Zur Zeit befinde ich mich in einem kontrovers geführten
Dialog mit dem BMJ zu Art und Inhalt der nach § 495
StPO (§ 477 StPO a. F.) auf Antrag aus dem ZStV zu erteilenden Auskünfte. Hierbei geht es darum, dass die Registerbehörde im Einvernehmen mit der Staatsanwaltschaft, die die personenbezogenen Daten zur Eintragung
in das Verfahrensregister mitgeteilt hat, über den Umfang
der Auskunft zu entscheiden und dabei auch zu berücksichtigen hat, welche sonstigen Rückschlüsse aus der Art
der jeweiligen Auskunft geschlossen werden können.
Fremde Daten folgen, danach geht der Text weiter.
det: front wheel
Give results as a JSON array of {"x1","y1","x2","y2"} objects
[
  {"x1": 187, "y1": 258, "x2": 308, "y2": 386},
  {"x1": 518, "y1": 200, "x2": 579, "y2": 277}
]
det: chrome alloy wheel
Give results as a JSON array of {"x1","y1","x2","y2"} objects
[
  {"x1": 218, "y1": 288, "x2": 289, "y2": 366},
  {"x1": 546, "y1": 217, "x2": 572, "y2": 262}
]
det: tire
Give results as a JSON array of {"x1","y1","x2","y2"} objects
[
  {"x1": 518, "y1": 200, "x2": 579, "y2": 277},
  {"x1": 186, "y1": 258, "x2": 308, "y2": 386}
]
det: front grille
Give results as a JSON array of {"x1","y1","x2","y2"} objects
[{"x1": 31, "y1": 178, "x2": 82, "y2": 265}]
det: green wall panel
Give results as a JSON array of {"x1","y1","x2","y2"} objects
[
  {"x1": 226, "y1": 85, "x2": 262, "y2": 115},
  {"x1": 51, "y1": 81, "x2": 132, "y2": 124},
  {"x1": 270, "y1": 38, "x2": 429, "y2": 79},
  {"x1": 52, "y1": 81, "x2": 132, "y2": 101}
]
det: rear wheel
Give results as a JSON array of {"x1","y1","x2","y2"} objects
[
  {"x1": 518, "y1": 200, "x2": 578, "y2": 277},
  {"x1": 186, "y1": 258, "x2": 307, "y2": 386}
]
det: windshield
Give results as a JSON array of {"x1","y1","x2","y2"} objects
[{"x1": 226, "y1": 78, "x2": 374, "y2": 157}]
Ich
hoffe, dass dieses Problem in nächster Zeit gelöst werden
kann.
6.12
Generalbundesanwalt beim
Bundesgerichtshof
Beim Generalbundesanwalt (GBA) beim Bundesgerichtshof habe ich mir ein Bild über den dortigen Umgang mit
besonders schutzwürdigen personenbezogenen Daten
verschafft. Thematische Schwerpunkte meines Besuches
waren die Anordnung und Durchführung von Telefonüberwachungsmaßnahmen nach § 100 a StPO, insbesondere die Benachrichtigung der Beteiligten nach § 101
Abs. 1 StPO und die Vernichtung der Unterlagen nach
§ 100b Abs. 6 StPO.
Nach § 101 Abs. 1 StPO sind bei einer Überwachung der
Telekommunikation die Beteiligten zu benachrichtigen,
sobald dies ohne Gefährdung des Untersuchungszwecks,
der öffentlichen Sicherheit, von Leib oder Leben einer
Person sowie der Möglichkeit der weiteren Verwendung
eines eingesetzten nicht offen ermittelnden Beamten geschehen kann.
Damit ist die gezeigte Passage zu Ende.